BACKGROUND AND PURPOSE Nicotinamide was administered daily as a liquid formulation to head and neck cancer patients receiving a 5- to 7-week course of radiotherapy. The pharmacokinetics, compliance, and tolerance of this drug formulation were studied. MATERIALS AND METHODS Blood samples were drawn and nicotinamide levels determined in 40 head and neck cancer patients. On the first treatment day serial samples were obtained followed by daily samples at the time of irradiation during the first and last full weeks of the treatment. Side-effects of nicotinamide were monitored. RESULTS In all patients peak concentrations greater than 700 nmol/ml could be obtained 0.25-3 h (mean 0.83 +/- 0.73 h) after drug intake. During the first week of treatment plasma levels at the time of irradiation were adequate in 82% of the samples. This decreased to 59% in the last week of treatment which can be partly attributed to reduced compliance. The most important side-effect of nicotinamide was nausea with or without vomiting occurring in 65% of the patients. Severe side-effects were associated with high plasma concentrations over subsequent days. Tolerance improved after a 25% reduction of dose in six of seven patients but plasma levels at the time of irradiation fell below 700 nmol/ml in four out of six of these patients. CONCLUSIONS Peak plasma concentrations above the 700 nmol/ml level were obtained in all patients but these concentrations could not be reproduced during the entire course of the treatment in a significant portion of the subjects. Side-effects of nicotinamide are associated with plasma concentrations and tolerance can be improved by a moderate reduction of dose.

Pharmacokinetics of varying doses of nicotinamide and tumour radiosensitisation with carbogen and nicotinamide: clinical considerations.

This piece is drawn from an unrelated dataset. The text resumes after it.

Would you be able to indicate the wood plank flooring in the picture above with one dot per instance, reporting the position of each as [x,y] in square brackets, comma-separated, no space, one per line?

Plasma concentrations, after administration of varying doses of nicotinamide, were measured in CBA male mice using a newly-developed high performance liquid chromatography assay. In all dose groups, peak levels were observed within the first 15 min after an i.p. administration of 0.1, 0.2, 0.3 or 0.5 mg g-1 of nicotinamide. There was a clear dose-dependent increase in plasma concentration with increasing dose, with almost a five-fold lower concentration (1.0 vs 4.9 mumol ml-1) achieved with a dose of 0.1 mg g-1 compared with 0.5 mg g-1, respectively. The half-life of nicotinamide increased from 1.4 h to 2.2 h over the dose range (P < 0.01). Comparisons with previous pharmacokinetic data in humans show that clinically-relevant oral doses of 6 and 9 g in humans give plasma levels slightly higher than those achieved at 1 h with doses of 0.1 to 0.2 mg g-1 in mice. Tumour radiosensitisation with carbogen alone, and with carbogen combined with varying doses of nicotinamide (0.05 to 0.5 mg g-1), was investigated using a 10-fraction in 5 days X-ray schedule. Relative to air-breathing mice, a statistically significant increase in sensitisation was observed with both a local tumour control and with an in vivo/in vitro excision assay (P < or = 0.007). With the local control assay, a trend was observed towards lower enhancement ratios (ERs) with decreasing nicotinamide dose (from 1.85 to 1.55); carbogen alone was almost as effective as when combined with 0.1 mg g-1 of nicotinamide. With the excision assay, ERs for carbogen combined with nicotinamide increased with decreased levels of cell survival. At a surviving fraction of 0.02, enhancement ratios of 1.39-1.48 were obtained for carbogen plus 0.1 to 0.3 mg g-1 of nicotinamide. These were lower than those seen with the two higher doses of 0.4 to 0.5 mg g-1 (ERs = 1.63-1.69).